I thought about writing this last week, but I had better things to do.
(If you didn't at least smile at that, stop reading)
No, seriously though, this really only came to me today.
I guess some could say that blogging is just another form of procrastination, seeing as I have so much writing to do. For me it isn't though. Writing down these thoughts helps to clear them from my brain and leave my mind, if only for a short while, a little less cluttered. So onto today's topic: Brought to you by the teenager
I don't quite understand it, the idea of procrastination. I mean I know I must do it myself, although I do try to not do it consciously. Every day though it seems as if I am surrounded by perpetual procrastination.
Now I am a PAINFULLY organized person, if it isn't in the schedule, it doesn't happen. I am up at the same time every day I follow nearly the exact same schedule every day. Laundry is done at the same time each week, dinner is made at the same time each night, you catch my meaning. I am probably some classification of crazy. I did not come by this genetically. Sadly for my step kids, my husband is very much like me, albeit in slightly different ways.

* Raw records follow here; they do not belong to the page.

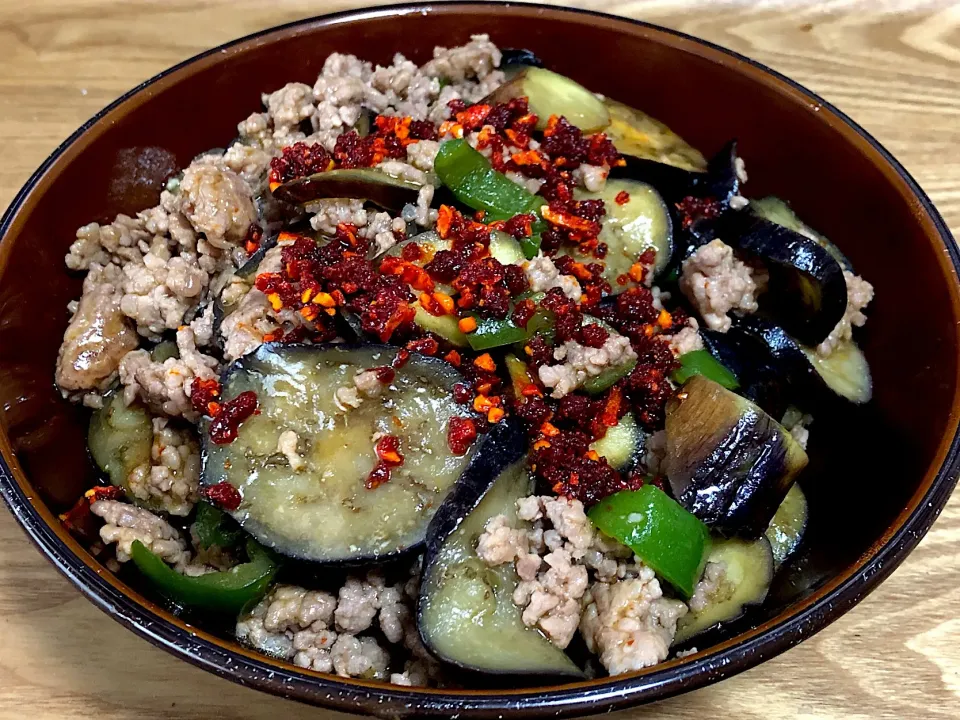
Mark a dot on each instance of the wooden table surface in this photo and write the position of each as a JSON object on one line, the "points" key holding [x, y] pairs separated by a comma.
{"points": [[893, 66]]}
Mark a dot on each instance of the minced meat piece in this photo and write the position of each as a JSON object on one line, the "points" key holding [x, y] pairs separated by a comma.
{"points": [[716, 282], [126, 524], [687, 340], [165, 387], [218, 203], [629, 623], [581, 362], [543, 275], [98, 336], [859, 295], [172, 477]]}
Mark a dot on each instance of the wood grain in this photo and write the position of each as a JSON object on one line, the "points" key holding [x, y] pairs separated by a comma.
{"points": [[893, 66]]}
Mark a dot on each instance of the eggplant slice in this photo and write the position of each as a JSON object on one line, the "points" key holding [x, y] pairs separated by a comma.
{"points": [[314, 505], [375, 186], [120, 439], [728, 462], [778, 211], [807, 293], [466, 614], [786, 529], [638, 135], [630, 228], [745, 573], [818, 382], [761, 381], [550, 93]]}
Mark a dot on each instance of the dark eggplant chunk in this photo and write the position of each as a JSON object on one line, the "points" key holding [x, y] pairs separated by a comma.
{"points": [[303, 464], [466, 615], [638, 136], [514, 59], [817, 382], [552, 94], [375, 186], [728, 462], [777, 211], [786, 529], [760, 379], [739, 574], [807, 293]]}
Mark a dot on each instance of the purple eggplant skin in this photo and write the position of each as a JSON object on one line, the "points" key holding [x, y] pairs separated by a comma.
{"points": [[761, 381], [728, 462], [807, 293], [505, 444]]}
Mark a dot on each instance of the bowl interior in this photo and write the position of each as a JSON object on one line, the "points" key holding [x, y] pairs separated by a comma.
{"points": [[869, 467]]}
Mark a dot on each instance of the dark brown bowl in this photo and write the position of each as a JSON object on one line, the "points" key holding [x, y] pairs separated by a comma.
{"points": [[879, 476]]}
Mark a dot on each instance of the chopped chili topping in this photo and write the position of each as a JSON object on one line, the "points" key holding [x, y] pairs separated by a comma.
{"points": [[461, 433], [223, 495], [226, 422]]}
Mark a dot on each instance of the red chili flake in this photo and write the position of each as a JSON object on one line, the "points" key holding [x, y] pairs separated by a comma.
{"points": [[226, 424], [251, 243], [462, 393], [693, 209], [460, 435], [223, 495], [411, 252], [299, 160], [203, 394], [388, 451], [424, 346], [385, 374]]}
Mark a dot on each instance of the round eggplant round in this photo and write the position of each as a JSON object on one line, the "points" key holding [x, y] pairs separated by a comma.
{"points": [[303, 464], [636, 220], [466, 615], [807, 292], [728, 462], [816, 381], [375, 186]]}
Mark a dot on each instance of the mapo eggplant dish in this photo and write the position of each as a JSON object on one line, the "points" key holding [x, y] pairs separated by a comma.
{"points": [[457, 370]]}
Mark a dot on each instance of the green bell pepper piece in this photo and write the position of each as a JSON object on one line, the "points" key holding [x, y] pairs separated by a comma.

It would seem their form of teenage rebellion has decided to take the form of complete and utter chaos. It would take an act of God to find something in either of their rooms, and heaven forbid they try to keep even a slight handle on their own schedules. Both are in high school at this point, so they really should be in keeping track of, at the very least, the things that matter to them. Yet it seems like almost a daily occurrence that I hear the phrase, or some variation of it, "I didn't have time" or "I almost forgot". I can't help but think, and occasionally say, "You did have time", "you've had weeks", "you've known about that for months", and I shake my head and move on, a little more bewildered by the human psyche then I was before.
If something is important, I mean really important, I would think that procrastinating would never be an issue. Yet paperwork for leadership camp, transportation arrangements for parties, sign up forms for activities and things they want to do with school, even down to a simple thing like a grocery list each week, continually fall by the wayside, despite endless reminders. Yet, when these things don't happen, it's always a disappointment, always a surprise that things didn't magically come together to lay down a golden path of perfection before their feet. And again I am puzzled.
I will add, for anyone who doesn't know me, I'm a bit insane, I will arrange to be somewhere 15 minutes before I really have to be, rather than be even 1 minute late. The idea of ignoring deadlines, or trying to pull strings to get what I want, or expecting someone else to do all the legwork, it is a very foreign concept. They are also not concepts these kids were raised with. We live in a 'if you want something done, get off your butt and make it happen' house. If you want something above and beyond your allowance you have two options, wait and save up or take on some extra jobs to earn a bit more. That is not to say there aren't treats, but frankly there is a difference between the occasional treat and spoiling your kids. If you don't know the difference, guess what, you’re probably doing the later.
How many opportunities must be lost, how many once in a lifetime things will be slept through all because of the idea that everything will just work out. Get off that butt, do what needs to be done. Got a project or assignment? GET TO WORK! If you don't you can't sit there and wonder why it didn't get done, or why it didn't turn out how you expected it too. You put it off, you didn't give it you undivided attention when you should have, it wasn't going to do itself.
Things can only be as good as the work you put into them, the effort you invest. So what's it going to be?